Collecting, hoarding, and reassembling momentarily disrupt the consumer cycle, turning small acts into a lazy form of resistance. As Jean Baudrillard writes, “The most mundane object becomes a sign of rebellion when removed from its assigned function.” By repurposing discarded materials, McKenzie and Kronz reveal how domestic space is permeated by market forces. Each stitch, cut assemblage becomes an assertion of agency and reclaims control over objects designed for disposal, transforming the home into a space of creation rather than passive consumption. Their work engages with pop culture not merely as content but as a conceptual framework–understanding that the popular operates as both the machinery of consumerism and a potential site for intervention. The exhibition does not offer resolution but exposes domestic space as a site of quiet defiance, where objects are not only collected but questioned, where resistance is stitched, constructed, and made tangible in the quiet act of creation.

Stuart McKenzie, We Can Do A Little Bit of Good, 2020, Plastic carrier bag, envelope, brown paper and thread, 45.5 x 88 cm, 17 7/8 x 34 5/8 inches

"The Old Grey Liver Test", curated by Galerina.

​​Brad Kronz (b. 1986, San Diego, CA) is an American contemporary artist based in New York City recognized for his multidisciplinary approach, encompassing sculpture, collage, drawing, and video. Recent solo exhibitions include Gaylord Fine Arts, Los Angeles (2024); Gandt, New York (2024); Kunsthalle Friart, Fribourg, CH (2023); Lars Friedrich, Berlin, DE (2021).

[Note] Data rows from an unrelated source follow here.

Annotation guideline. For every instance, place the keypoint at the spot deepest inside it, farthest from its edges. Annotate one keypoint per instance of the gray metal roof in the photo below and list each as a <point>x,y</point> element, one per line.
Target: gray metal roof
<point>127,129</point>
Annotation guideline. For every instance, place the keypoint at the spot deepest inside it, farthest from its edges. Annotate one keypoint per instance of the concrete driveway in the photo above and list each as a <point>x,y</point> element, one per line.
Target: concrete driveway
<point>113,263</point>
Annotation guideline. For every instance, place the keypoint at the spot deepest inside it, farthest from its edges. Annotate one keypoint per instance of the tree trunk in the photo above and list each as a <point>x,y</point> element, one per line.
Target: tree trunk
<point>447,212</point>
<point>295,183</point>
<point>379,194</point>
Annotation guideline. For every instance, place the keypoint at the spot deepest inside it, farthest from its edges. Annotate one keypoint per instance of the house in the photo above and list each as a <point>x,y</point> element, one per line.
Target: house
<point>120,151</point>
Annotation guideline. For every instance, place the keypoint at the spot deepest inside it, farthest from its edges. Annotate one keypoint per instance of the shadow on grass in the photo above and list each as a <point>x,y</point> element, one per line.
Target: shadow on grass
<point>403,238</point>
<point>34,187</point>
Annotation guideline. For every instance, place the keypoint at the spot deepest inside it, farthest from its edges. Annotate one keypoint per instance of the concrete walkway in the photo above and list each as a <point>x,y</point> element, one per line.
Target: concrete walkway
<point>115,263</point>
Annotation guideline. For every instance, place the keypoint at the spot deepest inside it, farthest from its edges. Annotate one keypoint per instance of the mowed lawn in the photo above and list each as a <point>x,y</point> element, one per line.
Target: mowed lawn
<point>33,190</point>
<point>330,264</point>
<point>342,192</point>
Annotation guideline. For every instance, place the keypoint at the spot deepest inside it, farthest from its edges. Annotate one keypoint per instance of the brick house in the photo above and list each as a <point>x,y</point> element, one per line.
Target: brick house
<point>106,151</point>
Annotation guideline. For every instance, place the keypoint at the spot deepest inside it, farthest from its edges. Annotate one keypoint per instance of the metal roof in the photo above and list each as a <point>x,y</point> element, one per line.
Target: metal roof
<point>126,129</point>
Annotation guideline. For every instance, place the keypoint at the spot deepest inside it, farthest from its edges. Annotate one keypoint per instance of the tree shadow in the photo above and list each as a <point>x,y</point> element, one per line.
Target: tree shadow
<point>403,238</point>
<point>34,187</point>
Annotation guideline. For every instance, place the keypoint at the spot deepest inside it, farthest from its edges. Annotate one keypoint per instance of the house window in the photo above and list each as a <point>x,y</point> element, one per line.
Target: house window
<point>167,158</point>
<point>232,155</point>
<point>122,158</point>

Stuart McKenzie (b. 1965, London, UK) is an artist, illustrator, poet and musician. His work explores the performance of self through materiality, manifested through painting, poetry, performance and objects. McKenzie has exhibited at TG Gallery Nottingham, MIART Milan, Umwelt Mode Basel,Dinner Party Gallery Blackwing Studios London and Wc29ha. He is widely published as a poet and featured in the Laudanum Chapbook Anthology series Volume 1. He was a founding member of the band Wild Daughter who were active between 2014 – 2021. A poetry collection is forthcoming with Joan Publishing Autumn ‘25.

Maria Blok is a writer based in London.